CRÔNICA

O RÁDIO VAI ACABAR?

Os prognósticos têm mais características de palpites que de previsão. Mas há indicadores preocupantes para os que cresceram com o rádio e criaram um hábito indelével com esse símbolo da cultura de seu tempo. O vaticínio já foi feito com o surgimento da televisão, mas o rádio tinha a grande vantagem da instantaneidade e fez disso, pelo menos no primeiro momento, sua maior salvaguarda. A notícia vinha antes que a TV pudesse mostrar e bem mais antes ainda que pudesse sair no jornal escrito. O rádio precisou mudar, mas as mudanças não foram muito grandes em relação ao que se fazia no final dos anos 1950, quando o próprio receptor dependia de uma rede elétrica para funcionar, até que o transístor trouxe a novidade do “rádio de pilha” que funcionava sem precisar ligar em uma tomada.

O rádio tradicional era formal, circunspecto em relação ao estilo. A locução tinha impostação especial no modo de ler as notícias dependendo do efeito, trivial ou impactante, que ela deveria causar. O modo particular de narrar futebol persiste praticamente igual até hoje. Não se costumava monitorar a opinião do ouvinte. Não porque não importasse agradá-lo, pelo contrário. Mas porque o veículo em si já contava com a adesão incondicional desse ouvinte. Se era essencial para informação, para ouvir música no cotidiano era praticamente a única opção. A outra era o aparelho toca-discos acessível apenas à classe econômica privilegiada.
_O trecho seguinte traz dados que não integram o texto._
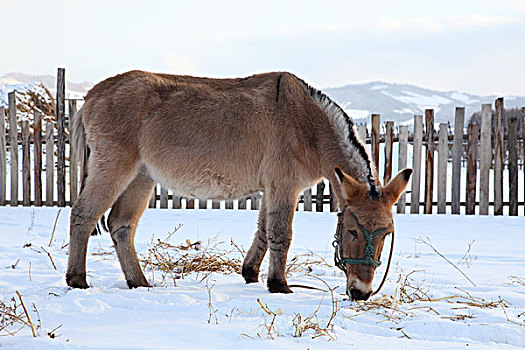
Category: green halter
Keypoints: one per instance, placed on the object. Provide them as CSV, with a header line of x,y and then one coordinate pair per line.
x,y
369,249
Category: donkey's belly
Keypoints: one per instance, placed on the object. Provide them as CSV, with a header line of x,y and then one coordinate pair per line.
x,y
203,183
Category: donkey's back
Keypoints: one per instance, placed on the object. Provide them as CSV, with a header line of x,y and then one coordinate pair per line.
x,y
205,138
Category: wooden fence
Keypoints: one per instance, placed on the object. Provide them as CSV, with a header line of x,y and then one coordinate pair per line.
x,y
486,151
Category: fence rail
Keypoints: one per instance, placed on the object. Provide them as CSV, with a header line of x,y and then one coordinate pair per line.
x,y
457,181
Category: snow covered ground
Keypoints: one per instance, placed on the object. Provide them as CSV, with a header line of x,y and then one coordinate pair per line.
x,y
440,310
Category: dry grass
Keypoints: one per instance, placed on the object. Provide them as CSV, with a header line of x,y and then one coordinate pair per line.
x,y
178,261
14,317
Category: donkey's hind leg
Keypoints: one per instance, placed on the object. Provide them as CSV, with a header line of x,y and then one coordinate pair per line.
x,y
281,206
255,255
105,182
122,223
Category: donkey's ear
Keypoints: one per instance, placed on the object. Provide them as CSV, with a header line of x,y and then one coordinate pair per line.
x,y
351,188
397,185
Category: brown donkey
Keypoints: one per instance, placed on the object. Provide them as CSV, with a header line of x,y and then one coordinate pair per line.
x,y
221,139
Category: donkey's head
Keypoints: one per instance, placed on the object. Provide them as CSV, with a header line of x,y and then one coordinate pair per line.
x,y
364,223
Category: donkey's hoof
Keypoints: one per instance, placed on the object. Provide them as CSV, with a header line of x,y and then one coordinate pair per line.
x,y
133,284
250,275
276,286
76,281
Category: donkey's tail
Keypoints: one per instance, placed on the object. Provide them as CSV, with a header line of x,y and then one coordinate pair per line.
x,y
78,141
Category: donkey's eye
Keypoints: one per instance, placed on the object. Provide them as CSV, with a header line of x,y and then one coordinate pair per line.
x,y
353,233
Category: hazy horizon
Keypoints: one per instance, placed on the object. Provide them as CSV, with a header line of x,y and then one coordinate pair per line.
x,y
471,46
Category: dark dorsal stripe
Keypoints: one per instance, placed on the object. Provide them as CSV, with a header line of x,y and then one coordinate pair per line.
x,y
278,87
354,141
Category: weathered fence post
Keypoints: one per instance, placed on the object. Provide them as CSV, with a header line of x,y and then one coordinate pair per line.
x,y
402,163
429,162
163,198
319,196
361,133
416,164
389,139
50,163
73,161
176,202
473,135
512,146
442,168
457,152
307,200
523,148
26,165
13,147
3,158
61,137
241,204
374,139
37,155
499,156
255,201
485,158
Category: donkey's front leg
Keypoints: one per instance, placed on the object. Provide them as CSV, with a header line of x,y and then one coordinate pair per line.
x,y
279,232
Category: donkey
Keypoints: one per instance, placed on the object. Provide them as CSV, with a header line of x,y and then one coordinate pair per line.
x,y
221,139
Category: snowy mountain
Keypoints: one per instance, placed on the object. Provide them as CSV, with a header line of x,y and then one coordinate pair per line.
x,y
400,102
25,82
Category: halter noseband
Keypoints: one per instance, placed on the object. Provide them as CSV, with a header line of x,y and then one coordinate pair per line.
x,y
340,261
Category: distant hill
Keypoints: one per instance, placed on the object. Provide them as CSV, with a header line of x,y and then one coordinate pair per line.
x,y
400,102
73,90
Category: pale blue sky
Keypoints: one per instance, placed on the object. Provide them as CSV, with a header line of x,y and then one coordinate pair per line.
x,y
466,45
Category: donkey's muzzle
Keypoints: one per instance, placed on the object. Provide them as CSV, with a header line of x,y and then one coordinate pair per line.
x,y
356,294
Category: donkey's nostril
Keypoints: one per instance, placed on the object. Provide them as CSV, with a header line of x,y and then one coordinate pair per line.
x,y
356,294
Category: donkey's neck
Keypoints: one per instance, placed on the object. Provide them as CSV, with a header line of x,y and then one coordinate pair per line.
x,y
347,151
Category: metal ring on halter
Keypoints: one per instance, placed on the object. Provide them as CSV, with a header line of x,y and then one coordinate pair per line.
x,y
368,260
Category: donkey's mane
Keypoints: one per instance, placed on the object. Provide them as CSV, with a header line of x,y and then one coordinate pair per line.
x,y
344,126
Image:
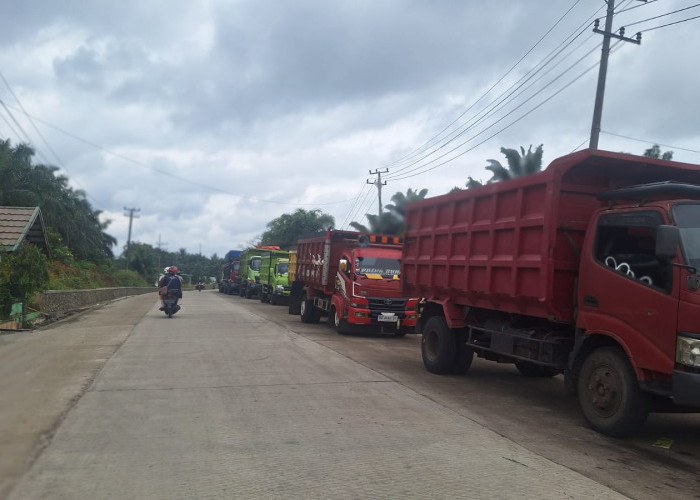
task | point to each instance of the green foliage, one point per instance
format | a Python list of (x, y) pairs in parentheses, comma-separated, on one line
[(392, 221), (519, 165), (22, 273), (68, 216), (655, 152), (285, 230)]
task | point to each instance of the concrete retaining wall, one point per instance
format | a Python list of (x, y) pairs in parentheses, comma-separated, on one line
[(57, 303)]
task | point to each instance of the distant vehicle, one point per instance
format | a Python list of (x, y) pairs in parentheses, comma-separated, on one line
[(170, 305), (250, 261), (274, 268), (589, 268), (352, 278), (230, 281)]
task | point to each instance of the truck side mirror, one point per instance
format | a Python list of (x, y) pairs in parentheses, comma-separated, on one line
[(667, 240)]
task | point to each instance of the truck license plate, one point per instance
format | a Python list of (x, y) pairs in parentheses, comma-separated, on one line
[(387, 317)]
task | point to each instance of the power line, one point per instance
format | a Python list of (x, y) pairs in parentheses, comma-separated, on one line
[(435, 138), (662, 15), (504, 128), (499, 103), (172, 175), (499, 120), (669, 24), (651, 142), (498, 106)]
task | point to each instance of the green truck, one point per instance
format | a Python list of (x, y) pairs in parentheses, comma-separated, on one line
[(274, 285), (250, 270)]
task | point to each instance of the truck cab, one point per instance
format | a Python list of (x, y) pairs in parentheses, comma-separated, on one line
[(274, 285), (250, 273), (368, 281), (639, 284), (587, 269)]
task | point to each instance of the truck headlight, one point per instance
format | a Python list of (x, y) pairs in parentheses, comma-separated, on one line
[(688, 351)]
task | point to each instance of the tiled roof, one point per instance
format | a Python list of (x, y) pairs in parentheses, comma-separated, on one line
[(21, 223)]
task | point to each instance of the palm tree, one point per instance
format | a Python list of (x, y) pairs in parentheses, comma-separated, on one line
[(519, 164), (392, 221), (655, 152)]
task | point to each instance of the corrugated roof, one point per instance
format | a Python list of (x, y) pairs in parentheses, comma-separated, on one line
[(18, 224)]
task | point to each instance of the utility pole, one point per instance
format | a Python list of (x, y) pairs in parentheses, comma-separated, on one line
[(160, 251), (128, 240), (603, 68), (379, 184)]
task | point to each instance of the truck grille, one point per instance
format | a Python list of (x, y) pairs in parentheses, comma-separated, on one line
[(380, 304)]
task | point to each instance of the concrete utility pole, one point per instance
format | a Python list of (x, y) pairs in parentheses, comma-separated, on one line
[(160, 250), (128, 239), (603, 68), (379, 184)]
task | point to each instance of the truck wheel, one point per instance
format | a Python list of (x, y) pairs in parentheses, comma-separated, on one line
[(465, 354), (335, 321), (307, 311), (294, 304), (528, 369), (438, 346), (609, 394)]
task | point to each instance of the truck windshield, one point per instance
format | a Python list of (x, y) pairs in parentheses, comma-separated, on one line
[(687, 217), (385, 267)]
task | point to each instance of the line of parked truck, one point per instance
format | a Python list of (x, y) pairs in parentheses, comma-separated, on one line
[(589, 269)]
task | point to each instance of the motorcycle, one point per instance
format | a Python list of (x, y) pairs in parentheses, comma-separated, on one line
[(170, 306)]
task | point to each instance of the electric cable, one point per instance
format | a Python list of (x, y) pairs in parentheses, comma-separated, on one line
[(435, 137), (172, 175), (495, 103), (507, 126), (412, 171), (678, 148)]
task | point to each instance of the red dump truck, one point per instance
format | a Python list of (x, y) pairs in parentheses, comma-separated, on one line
[(353, 278), (589, 268)]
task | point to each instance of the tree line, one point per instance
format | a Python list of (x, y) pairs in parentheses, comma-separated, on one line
[(78, 238)]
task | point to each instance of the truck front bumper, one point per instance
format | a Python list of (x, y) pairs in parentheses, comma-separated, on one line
[(403, 319), (686, 388)]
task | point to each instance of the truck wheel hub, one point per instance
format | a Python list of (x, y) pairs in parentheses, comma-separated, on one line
[(603, 391)]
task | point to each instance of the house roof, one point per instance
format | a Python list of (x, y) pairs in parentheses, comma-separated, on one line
[(18, 224)]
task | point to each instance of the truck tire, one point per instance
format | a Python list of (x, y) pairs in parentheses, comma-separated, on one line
[(609, 393), (309, 312), (528, 369), (438, 346), (335, 321)]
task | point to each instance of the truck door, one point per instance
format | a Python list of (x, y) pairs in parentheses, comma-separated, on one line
[(625, 291)]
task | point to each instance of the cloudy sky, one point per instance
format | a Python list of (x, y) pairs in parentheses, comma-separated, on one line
[(214, 117)]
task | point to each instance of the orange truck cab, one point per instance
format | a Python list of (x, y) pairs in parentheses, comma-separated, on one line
[(354, 280)]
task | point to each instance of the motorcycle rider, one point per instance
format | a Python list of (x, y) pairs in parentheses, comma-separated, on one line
[(171, 281)]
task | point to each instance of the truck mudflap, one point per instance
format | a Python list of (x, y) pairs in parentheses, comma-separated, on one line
[(686, 388)]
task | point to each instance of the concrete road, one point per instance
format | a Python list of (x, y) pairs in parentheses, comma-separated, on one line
[(232, 398)]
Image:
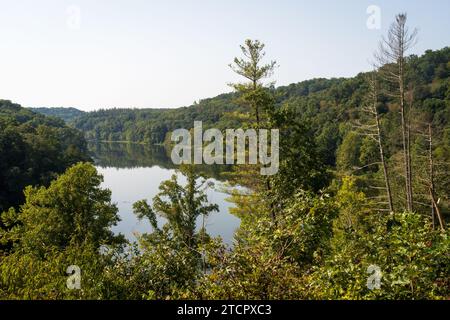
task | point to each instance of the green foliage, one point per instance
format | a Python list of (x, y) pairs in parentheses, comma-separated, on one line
[(66, 224), (67, 114), (33, 150)]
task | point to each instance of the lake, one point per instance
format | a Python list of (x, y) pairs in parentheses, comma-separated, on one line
[(133, 172)]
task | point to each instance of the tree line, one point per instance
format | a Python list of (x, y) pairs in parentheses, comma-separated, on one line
[(358, 209)]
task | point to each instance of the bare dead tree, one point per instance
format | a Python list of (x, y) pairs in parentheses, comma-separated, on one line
[(434, 206), (372, 129), (391, 64)]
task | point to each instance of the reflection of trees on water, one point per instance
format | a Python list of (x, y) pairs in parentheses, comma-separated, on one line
[(132, 155)]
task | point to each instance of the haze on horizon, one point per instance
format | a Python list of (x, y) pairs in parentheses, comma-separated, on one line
[(167, 54)]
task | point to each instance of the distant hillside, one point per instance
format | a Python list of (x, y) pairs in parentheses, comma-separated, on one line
[(67, 114), (327, 104), (34, 149)]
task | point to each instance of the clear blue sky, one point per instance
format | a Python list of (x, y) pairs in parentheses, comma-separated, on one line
[(143, 53)]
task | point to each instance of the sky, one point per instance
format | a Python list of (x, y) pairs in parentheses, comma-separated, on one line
[(167, 54)]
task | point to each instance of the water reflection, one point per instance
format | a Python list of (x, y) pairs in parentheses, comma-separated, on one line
[(133, 172)]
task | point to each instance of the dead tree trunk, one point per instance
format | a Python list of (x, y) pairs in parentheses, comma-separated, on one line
[(434, 206)]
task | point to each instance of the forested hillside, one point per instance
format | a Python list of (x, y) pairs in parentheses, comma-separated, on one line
[(327, 104), (67, 114), (358, 208), (33, 150)]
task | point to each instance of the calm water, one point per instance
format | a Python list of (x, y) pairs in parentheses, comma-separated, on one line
[(133, 172)]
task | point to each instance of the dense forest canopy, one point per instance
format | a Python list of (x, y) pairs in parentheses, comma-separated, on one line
[(359, 208), (327, 104), (34, 149), (67, 114)]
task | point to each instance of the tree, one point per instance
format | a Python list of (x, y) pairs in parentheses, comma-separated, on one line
[(372, 129), (251, 68), (179, 205), (392, 66), (66, 224)]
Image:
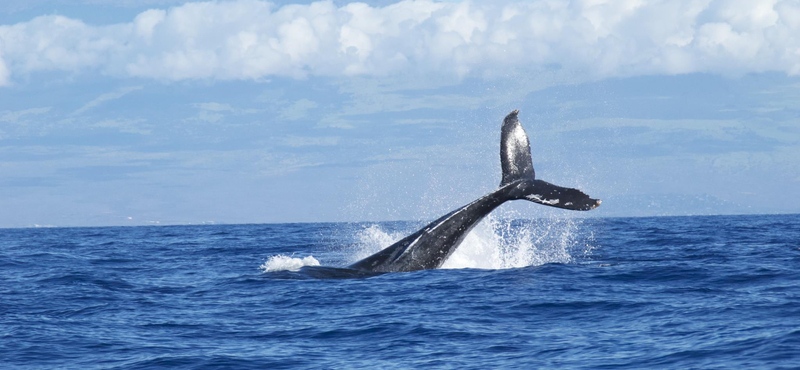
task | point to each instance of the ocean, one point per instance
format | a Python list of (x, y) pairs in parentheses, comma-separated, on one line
[(710, 292)]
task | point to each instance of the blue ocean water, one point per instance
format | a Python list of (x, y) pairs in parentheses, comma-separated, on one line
[(667, 292)]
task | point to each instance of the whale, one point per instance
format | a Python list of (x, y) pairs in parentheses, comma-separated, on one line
[(432, 245)]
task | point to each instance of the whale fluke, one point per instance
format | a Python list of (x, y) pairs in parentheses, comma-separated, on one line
[(515, 151), (430, 247)]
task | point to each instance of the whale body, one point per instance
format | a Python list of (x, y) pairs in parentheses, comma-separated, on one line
[(430, 247)]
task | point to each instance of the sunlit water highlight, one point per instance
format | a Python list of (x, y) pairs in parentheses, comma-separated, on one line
[(675, 292)]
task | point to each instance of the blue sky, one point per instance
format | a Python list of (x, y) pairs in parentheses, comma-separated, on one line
[(170, 112)]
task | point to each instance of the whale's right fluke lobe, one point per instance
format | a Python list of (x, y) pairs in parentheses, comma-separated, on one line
[(543, 192)]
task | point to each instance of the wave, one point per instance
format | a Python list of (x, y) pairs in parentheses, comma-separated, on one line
[(497, 243)]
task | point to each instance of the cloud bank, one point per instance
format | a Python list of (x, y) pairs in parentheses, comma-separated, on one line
[(254, 40)]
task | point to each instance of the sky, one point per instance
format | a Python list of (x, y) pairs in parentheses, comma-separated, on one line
[(141, 112)]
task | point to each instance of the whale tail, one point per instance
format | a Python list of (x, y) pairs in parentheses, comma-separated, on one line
[(515, 160)]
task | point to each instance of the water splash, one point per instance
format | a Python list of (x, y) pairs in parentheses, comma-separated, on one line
[(498, 243), (287, 263)]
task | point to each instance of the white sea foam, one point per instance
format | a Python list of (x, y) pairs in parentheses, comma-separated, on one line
[(284, 263), (497, 243)]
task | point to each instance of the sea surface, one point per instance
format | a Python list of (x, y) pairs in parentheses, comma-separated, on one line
[(705, 292)]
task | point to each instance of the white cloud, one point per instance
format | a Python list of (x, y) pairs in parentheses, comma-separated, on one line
[(300, 141), (253, 40), (129, 126), (4, 73), (213, 112), (106, 97), (14, 116), (297, 110)]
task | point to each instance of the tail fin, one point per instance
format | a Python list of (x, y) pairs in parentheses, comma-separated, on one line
[(543, 192), (515, 159), (515, 151)]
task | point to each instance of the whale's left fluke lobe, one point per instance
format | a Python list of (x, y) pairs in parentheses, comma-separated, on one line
[(430, 247), (515, 151)]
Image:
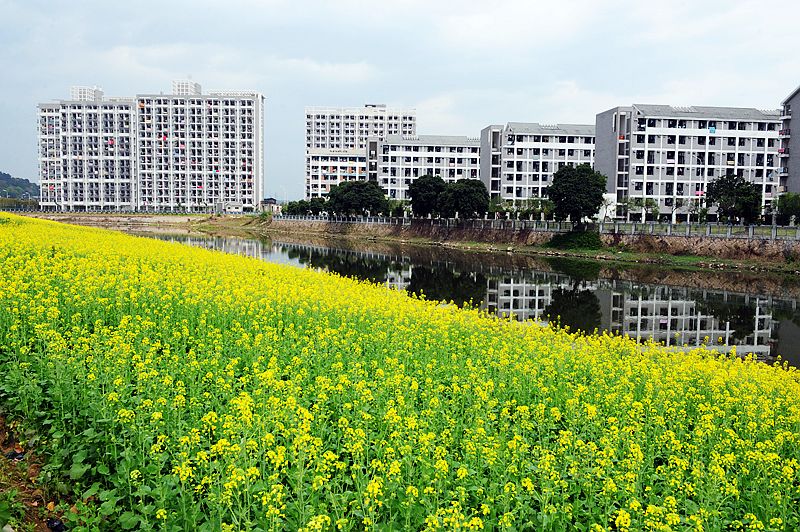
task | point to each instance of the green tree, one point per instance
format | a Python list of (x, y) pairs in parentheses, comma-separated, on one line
[(788, 206), (646, 205), (467, 197), (396, 208), (14, 187), (576, 193), (735, 198), (357, 197), (297, 208), (424, 193)]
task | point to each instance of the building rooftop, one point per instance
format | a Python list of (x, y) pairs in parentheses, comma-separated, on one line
[(786, 100), (429, 140), (551, 129), (719, 113), (351, 108)]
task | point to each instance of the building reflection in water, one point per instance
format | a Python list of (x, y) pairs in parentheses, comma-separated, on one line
[(675, 316)]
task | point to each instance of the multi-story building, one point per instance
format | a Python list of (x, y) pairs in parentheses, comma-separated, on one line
[(789, 151), (336, 140), (518, 160), (196, 152), (670, 154), (180, 152), (397, 160), (85, 149)]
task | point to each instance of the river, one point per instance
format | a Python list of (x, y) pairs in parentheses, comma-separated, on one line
[(755, 312)]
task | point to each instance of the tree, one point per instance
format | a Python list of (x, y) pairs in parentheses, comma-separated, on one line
[(647, 205), (316, 205), (357, 197), (297, 208), (467, 197), (424, 193), (735, 198), (396, 208), (576, 193), (788, 206)]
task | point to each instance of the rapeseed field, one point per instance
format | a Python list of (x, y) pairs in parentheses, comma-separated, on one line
[(175, 388)]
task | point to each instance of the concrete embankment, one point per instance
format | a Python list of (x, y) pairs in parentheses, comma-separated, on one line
[(777, 251)]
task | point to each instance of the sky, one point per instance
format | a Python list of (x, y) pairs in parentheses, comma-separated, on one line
[(461, 64)]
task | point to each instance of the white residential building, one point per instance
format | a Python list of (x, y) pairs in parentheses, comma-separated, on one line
[(336, 140), (518, 160), (198, 152), (670, 154), (86, 155), (185, 151), (397, 160)]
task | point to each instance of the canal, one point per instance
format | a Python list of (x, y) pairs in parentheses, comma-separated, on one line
[(757, 313)]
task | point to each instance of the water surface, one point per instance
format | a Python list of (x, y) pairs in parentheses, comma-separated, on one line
[(758, 314)]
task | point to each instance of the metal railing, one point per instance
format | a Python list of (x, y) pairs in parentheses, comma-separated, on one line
[(746, 232)]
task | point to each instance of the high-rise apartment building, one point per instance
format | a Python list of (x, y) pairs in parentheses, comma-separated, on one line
[(336, 140), (518, 160), (86, 154), (196, 151), (394, 162), (184, 151), (789, 151), (670, 154)]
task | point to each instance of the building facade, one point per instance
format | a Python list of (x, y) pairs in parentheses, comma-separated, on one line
[(196, 152), (185, 151), (518, 160), (86, 153), (336, 142), (670, 154), (394, 162), (789, 151)]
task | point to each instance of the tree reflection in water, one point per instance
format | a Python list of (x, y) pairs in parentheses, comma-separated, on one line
[(442, 284)]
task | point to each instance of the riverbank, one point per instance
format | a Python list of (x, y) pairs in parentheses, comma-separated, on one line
[(658, 250), (228, 350)]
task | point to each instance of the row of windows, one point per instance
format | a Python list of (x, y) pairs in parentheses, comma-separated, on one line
[(705, 140), (707, 124), (563, 139), (533, 152)]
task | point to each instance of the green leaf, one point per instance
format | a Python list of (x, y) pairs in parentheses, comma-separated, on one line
[(79, 457), (128, 520), (78, 470), (91, 491)]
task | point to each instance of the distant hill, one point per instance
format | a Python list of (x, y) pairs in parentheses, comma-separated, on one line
[(14, 187)]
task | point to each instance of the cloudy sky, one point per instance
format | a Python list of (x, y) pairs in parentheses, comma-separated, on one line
[(461, 64)]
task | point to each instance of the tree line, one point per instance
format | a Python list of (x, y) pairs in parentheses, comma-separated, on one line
[(575, 193), (430, 196)]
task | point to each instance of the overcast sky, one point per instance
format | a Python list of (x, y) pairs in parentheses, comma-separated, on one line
[(462, 65)]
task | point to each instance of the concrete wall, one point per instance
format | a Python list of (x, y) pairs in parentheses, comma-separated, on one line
[(605, 154)]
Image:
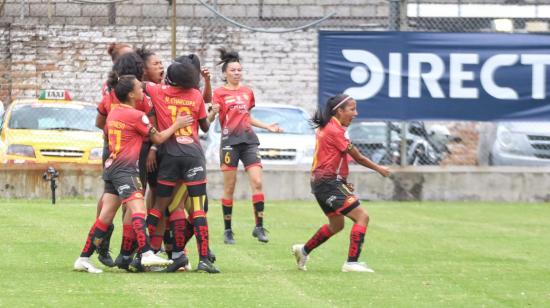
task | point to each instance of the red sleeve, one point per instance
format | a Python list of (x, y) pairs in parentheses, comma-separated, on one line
[(142, 124), (202, 107), (339, 141), (252, 102), (102, 107)]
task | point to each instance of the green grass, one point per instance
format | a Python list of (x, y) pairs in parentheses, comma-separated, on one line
[(424, 254)]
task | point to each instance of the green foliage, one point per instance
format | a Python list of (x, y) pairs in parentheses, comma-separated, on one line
[(428, 254)]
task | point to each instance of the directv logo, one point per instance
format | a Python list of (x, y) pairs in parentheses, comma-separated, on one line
[(371, 74)]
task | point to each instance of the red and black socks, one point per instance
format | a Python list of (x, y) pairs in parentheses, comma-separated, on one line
[(321, 236), (95, 237), (139, 226), (227, 208), (357, 237), (128, 241), (177, 225), (258, 201)]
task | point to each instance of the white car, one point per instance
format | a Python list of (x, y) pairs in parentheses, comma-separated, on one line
[(295, 146)]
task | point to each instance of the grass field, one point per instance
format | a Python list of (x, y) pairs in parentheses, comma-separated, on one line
[(424, 254)]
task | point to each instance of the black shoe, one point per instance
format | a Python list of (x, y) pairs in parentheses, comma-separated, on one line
[(179, 262), (259, 233), (228, 237), (123, 263), (207, 267), (211, 256), (135, 266)]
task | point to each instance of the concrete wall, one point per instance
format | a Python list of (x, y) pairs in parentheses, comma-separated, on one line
[(414, 184)]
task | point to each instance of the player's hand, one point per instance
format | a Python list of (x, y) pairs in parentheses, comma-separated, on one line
[(184, 121), (205, 73), (216, 108), (384, 171), (151, 161), (274, 128)]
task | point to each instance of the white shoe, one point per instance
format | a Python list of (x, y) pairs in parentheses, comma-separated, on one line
[(150, 259), (84, 265), (301, 257), (356, 267)]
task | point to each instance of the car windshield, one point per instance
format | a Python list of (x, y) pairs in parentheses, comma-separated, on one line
[(52, 117), (371, 132), (291, 120)]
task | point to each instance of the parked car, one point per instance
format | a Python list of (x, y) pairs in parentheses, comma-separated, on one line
[(51, 128), (515, 144), (381, 142), (294, 146)]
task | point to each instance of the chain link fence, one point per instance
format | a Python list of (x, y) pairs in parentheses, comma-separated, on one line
[(62, 44)]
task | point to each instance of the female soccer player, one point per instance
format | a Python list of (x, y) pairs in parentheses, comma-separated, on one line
[(328, 182), (129, 63), (126, 127), (234, 101), (181, 159)]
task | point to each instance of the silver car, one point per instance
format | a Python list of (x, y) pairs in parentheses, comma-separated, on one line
[(295, 146), (515, 144)]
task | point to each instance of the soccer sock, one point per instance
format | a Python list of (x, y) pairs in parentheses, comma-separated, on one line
[(357, 236), (189, 230), (94, 239), (128, 239), (258, 200), (321, 236), (201, 233), (153, 220), (138, 223), (227, 207), (177, 225), (168, 239)]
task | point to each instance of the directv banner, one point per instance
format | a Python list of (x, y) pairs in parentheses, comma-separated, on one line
[(438, 76)]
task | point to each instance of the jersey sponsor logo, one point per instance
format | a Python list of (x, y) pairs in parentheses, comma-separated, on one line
[(193, 171), (145, 120), (184, 140)]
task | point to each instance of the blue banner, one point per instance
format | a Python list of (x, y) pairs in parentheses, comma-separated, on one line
[(438, 76)]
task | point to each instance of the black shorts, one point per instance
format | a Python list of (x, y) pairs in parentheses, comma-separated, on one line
[(247, 153), (190, 170), (334, 197), (124, 183)]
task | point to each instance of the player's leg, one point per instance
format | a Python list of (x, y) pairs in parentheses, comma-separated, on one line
[(357, 237), (229, 158)]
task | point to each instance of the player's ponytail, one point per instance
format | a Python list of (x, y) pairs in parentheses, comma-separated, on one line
[(323, 114), (227, 57)]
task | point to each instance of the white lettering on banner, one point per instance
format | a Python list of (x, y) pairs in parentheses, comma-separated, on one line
[(371, 74)]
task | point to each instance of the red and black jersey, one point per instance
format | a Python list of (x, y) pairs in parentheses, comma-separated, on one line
[(331, 150), (126, 128), (109, 101), (169, 102), (235, 106)]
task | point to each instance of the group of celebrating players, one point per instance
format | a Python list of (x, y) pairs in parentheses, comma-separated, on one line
[(151, 119)]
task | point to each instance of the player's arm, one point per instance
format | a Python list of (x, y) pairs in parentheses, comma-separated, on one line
[(364, 161), (159, 137), (100, 121), (273, 127)]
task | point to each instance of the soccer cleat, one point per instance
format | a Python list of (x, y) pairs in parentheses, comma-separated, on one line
[(301, 257), (148, 258), (84, 265), (207, 267), (123, 262), (356, 267), (228, 237), (259, 233), (104, 256), (178, 263)]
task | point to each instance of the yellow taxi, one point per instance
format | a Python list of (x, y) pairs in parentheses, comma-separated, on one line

Ainda assim, a rádio possuía uma discoteca impossível a uma família em particular, embora repetisse sempre meia dúzia de músicas, conforme o momento.

A realidade atual é mais complexa porque os fatos não precisam de qualquer veículo ou instituição convencional de comunicação para sua divulgação.  As pessoas envolvidas ou alguém próximo geram e transmitem a notícia pelas redes sociais, de qualquer lugar e a qualquer hora. A música está totalmente disponível em inúmeras plataformas digitais. A estratégia do rádio é usar a mesma rede social a seu favor transformando   o ouvinte em colaborador. Tem funcionado, talvez porque esse ouvinte com a memória do charme do velho rádio, sente-se agora parte ativa da programação que se limitava a ouvir.  Mas há riscos. A nova modalidade não pode simplesmente substituir, sem tratamento criteriosamente jornalístico, informações antes apuradas e editadas por profissionais, sob pena de a solução transformar-se em algo pior que a própria extinção: a queda precedida pela perda de dignidade.

O que se espera, entretanto, é que o rádio busque na arte e criatividade de seus pioneiros a essência de sua sobrevivência. E continue a ser para futuras gerações o companheiro que tem sido para essa humanidade ainda caminhante.